What a relief – a Brexit deal with no tariff on sheep or cattle meat into Europe.
With Hereford, Builth Wells and Talgarth markets in the heart of sheep country, a 48 per cent tariff was a very daunting prospect.
Last Saturday (January 2) we ran Talgarth and Builth Markets instead of New Year’s Day and, despite port chaos, the averages were 242p/kg and 234p/kg.
Both trades were excellent, but Builth has harder bred sheep.
Therefore, this is still the highest lamb/hoggett trade every seen at this time of the year and long may it continue.
The UK is the sheep provider for Europe and it would have been catastrophic for a 48 per cent tariff to have been imposed.
We have a thriving sheep sector putting money into a much deserving rural economy and it would have had massive long-term effects on the grassland areas of the UK had this export led sheep trade not continued.

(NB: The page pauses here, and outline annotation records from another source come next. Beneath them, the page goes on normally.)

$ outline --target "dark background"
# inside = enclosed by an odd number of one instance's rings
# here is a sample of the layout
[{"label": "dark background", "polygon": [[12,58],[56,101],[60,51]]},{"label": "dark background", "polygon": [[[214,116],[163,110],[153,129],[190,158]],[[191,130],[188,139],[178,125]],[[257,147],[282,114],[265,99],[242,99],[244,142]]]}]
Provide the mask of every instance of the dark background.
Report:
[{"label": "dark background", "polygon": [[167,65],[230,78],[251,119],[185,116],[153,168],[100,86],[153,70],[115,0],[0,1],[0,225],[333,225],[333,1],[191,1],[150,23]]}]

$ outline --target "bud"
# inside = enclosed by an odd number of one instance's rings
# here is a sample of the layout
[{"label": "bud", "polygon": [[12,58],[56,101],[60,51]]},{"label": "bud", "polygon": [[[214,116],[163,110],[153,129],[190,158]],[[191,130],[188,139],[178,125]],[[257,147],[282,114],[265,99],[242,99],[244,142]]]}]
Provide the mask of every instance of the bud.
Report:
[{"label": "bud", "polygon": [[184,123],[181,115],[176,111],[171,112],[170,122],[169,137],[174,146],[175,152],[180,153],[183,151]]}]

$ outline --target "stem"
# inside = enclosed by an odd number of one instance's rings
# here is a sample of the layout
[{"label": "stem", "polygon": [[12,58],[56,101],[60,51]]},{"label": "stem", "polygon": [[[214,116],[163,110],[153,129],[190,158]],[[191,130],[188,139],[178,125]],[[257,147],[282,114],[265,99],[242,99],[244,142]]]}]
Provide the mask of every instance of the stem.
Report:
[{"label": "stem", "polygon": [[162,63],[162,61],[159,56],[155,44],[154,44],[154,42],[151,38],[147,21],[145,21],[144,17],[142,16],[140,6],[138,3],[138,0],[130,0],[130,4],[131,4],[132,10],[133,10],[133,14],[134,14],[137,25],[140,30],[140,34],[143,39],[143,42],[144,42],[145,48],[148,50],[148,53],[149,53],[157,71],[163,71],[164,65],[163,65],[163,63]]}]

The sheep industry is the backbone of the upland grass growing areas of the country from the Scilly Isles to the northern tip of Shetland and it was inconceivable that a 48 per cent tariff could come to pass.
The Dover chaos did little to dampen the lamb trade and we could be short of finished hoggs in the next two months as they, despite the fantastic trade, are not yet ready to be sold as finishers which traditionally aim to sell in March and April.
Farmers’ sheep are dwindling as they get ready for the imminent arrival of the 2021 lamb crop and few want to be selling hoggs and lambing ewes at the same time.
I admit that I voted out, more of a protest vote than anything else, but I was shocked beyond belief to hear we were to leave.
My greatest concern was the EU running short of funds and the UK having to contribute more and more to balance the books.
With five countries contributing and 22 net receivers, this situation cannot be maintained.
My A-level history master told us 45 years ago that only three empires in history had not fallen – Russia, the EU and the United States.
Since then, Russia fell, the EU, in my opinion, is flapping in the breeze and the United States – well what can be said?
Since inception, the EU has ‘supposedly’ never balanced its budget, which would not normally be a sound financial principle.
Now four contributing and 22 deducting cannot surely continue and Germany will not be able to prop up the whole of the EU forever.
We know there will be trials and tribulations with increased paperwork, but as someone connected to the sheep industry I am glad that we are out, to avoid even greater budgetary inputs, and grateful beyond belief that a sheep and beef meat tariff has been avoided.
This year could be very unpleasant for many people for at least the next four months, but livestock farmers and auctioneers had a very protected existence in 2020 as the food chain had to be maintained to supply the public.
With every restaurant, cafe, bar, hotel and pub being closed throughout the whole of Europe for some periods of 2020, it has been incredible to me how well prices in the red meat sector have stayed buoyant and exceeded those of previous years.
The breeding ewe trade, store lambs and store cattle have been fantastic despite thoughts of a ‘no-deal’.
On behalf of many of us, I would like to thank our Prime Minister and Ursula von der Leyen for delivering a much needed deal.
Even though the ‘clever people’ always said it would happen, it was close enough to the wire for my liking.